La Voix du Nord

Un article dans la Voix du Nord, de Catherine Painset, daté du 16 janvier :

« La Femme brouillon » de la Lilloise Amandine Dhée : la maternité incisive

Après « Du bulgom et des hommes » (2010) et « Et puis ça fait bête d’être triste en maillot de bain » (2015), l’auteure lilloise publie un livre court, vif, bourré de questions, d’humour et d’humeurs changeantes sur la maternité.

« Je ne voulais pas seulement témoigner de mon expérience, mais aussi comprendre ce qui s’était passé. Je savais qu’écrire allait m’aider à éclaircir les choses et mettre de la distance. » Quand Samira El Ayachi demanda fin 2014, pour son festival L’Origine des mondes, à quelques auteures lilloises d’écrire un texte sur la maternité, elle rencontra chez Amandine Dhée un écho particulier. « J’étais enceinte jusqu’aux yeux, raconte celle-ci. J’ai été obligée d’écrire à un moment où ce n’était pas évident. » La commande rencontra un désir intime : « Je vivais des choses et je me disais « Ah ça, il faudrait que je l’écrive »  ; en même temps, quelque chose en moi résistais, j’oscillais un peu. Ça a fini par s’imposer à moi, parce que j’y pensais sans cesse. »

Le texte court lu en octobre 2014 à la Maison folie Wazemmes est devenu un livre, publié aujourd’hui par la maison d’édition lilloise La Contre Allée. Des mois durant lesquels l’auteure s’est posé beaucoup de questions de forme. « Les premiers jets étaient très brefs, synthétiques, tranchés, avec une certaine dureté. Mais ça m’empêchait de mettre du récit, de l’humour. J’ai passé beaucoup de temps à concilier les deux. »

Je ne prétends nullement à la fidélité à ma propre histoire.
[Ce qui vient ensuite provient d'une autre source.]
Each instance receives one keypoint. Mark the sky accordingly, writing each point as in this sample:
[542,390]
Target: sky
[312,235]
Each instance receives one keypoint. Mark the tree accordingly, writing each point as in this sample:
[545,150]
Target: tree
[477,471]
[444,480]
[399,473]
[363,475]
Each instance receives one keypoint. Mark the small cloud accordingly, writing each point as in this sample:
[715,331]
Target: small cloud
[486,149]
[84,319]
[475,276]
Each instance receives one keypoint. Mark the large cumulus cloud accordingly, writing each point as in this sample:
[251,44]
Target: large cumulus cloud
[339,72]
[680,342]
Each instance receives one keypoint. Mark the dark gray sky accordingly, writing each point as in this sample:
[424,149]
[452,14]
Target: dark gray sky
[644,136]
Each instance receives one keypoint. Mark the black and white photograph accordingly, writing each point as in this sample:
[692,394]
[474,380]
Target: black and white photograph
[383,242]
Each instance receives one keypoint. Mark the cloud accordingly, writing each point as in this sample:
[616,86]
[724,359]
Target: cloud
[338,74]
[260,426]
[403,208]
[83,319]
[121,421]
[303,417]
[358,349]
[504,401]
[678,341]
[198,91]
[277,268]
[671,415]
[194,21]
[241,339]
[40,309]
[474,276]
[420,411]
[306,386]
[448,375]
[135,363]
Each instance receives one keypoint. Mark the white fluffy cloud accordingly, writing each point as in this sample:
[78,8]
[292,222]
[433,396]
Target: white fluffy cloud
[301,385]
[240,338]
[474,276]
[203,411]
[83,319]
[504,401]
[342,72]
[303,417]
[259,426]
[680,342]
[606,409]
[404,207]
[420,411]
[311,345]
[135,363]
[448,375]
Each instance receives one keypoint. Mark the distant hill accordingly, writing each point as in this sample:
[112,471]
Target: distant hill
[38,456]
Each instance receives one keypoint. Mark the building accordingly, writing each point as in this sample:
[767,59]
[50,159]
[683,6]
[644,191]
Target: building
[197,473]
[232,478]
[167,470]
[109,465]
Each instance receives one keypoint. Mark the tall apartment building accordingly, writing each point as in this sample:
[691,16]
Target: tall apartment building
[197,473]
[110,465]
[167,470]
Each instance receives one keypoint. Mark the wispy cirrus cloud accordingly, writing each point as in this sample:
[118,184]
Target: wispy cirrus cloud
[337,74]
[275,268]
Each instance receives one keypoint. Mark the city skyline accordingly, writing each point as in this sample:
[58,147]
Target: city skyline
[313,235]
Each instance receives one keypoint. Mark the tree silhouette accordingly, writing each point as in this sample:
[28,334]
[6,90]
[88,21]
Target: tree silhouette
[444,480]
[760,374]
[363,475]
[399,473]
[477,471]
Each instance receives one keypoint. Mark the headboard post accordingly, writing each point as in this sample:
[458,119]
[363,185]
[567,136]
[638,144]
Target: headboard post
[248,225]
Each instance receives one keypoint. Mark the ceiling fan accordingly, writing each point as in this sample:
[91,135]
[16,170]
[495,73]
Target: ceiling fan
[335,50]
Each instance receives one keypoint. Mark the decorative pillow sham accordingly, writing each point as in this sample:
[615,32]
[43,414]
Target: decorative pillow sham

Et surtout, je sais que ça résonne pour d’autres

Avec La Femme brouillon où elle raconte grossesse, accouchement, premiers pas dans la maternité, doutes et émois de l’une, regard des autres, Amandine Dhée poursuit dans le registre de l’autofiction. « Mais je ne prétends nullement à la fidélité à ma propre histoire. Et surtout, je sais que ça résonne pour d’autres. » Homme, femme, mère de famille, nullipare, le lecteur posera sans doute son propre filtre sur ces 90 pages découpées en chapitres nerveux, phrases courtes, pensées larges. En l’écrivant, Amandine Dhée a «  beaucoup pensé à [ses] amies femmes... plus qu’à [son] éditeur  (qui ne lui en tient pas rigueur) ».

La Lilloise dépeint une femme jamais accomplie, jamais mère parfaite bien sûr, en recherche d’elle-même, qui assume ses contradictions. Fidèle à ses convictions, ses engagements féministes : «  La maternité reste un angle mort, suscite un malaise, beaucoup de non-dits. Je voulais participer à un débat qui n’existe pas.  » Pas dupe d’une forme d’ambivalence : «  Ce statut de mère, dont je sais qu’il essentialise la femme et que je rejette, je m’en sers, aussi...  »

Amandine Dhée parle ici tout à la fois de «  la joie de rencontrer son enfant  » et de la façon de se cramponner à l’essentiel « une fois retombée sur [ses] pattes  ». L’éveil politique, la création, « et surtout rester une femme brouillon  ». Le livre, lui, est pleinement accompli.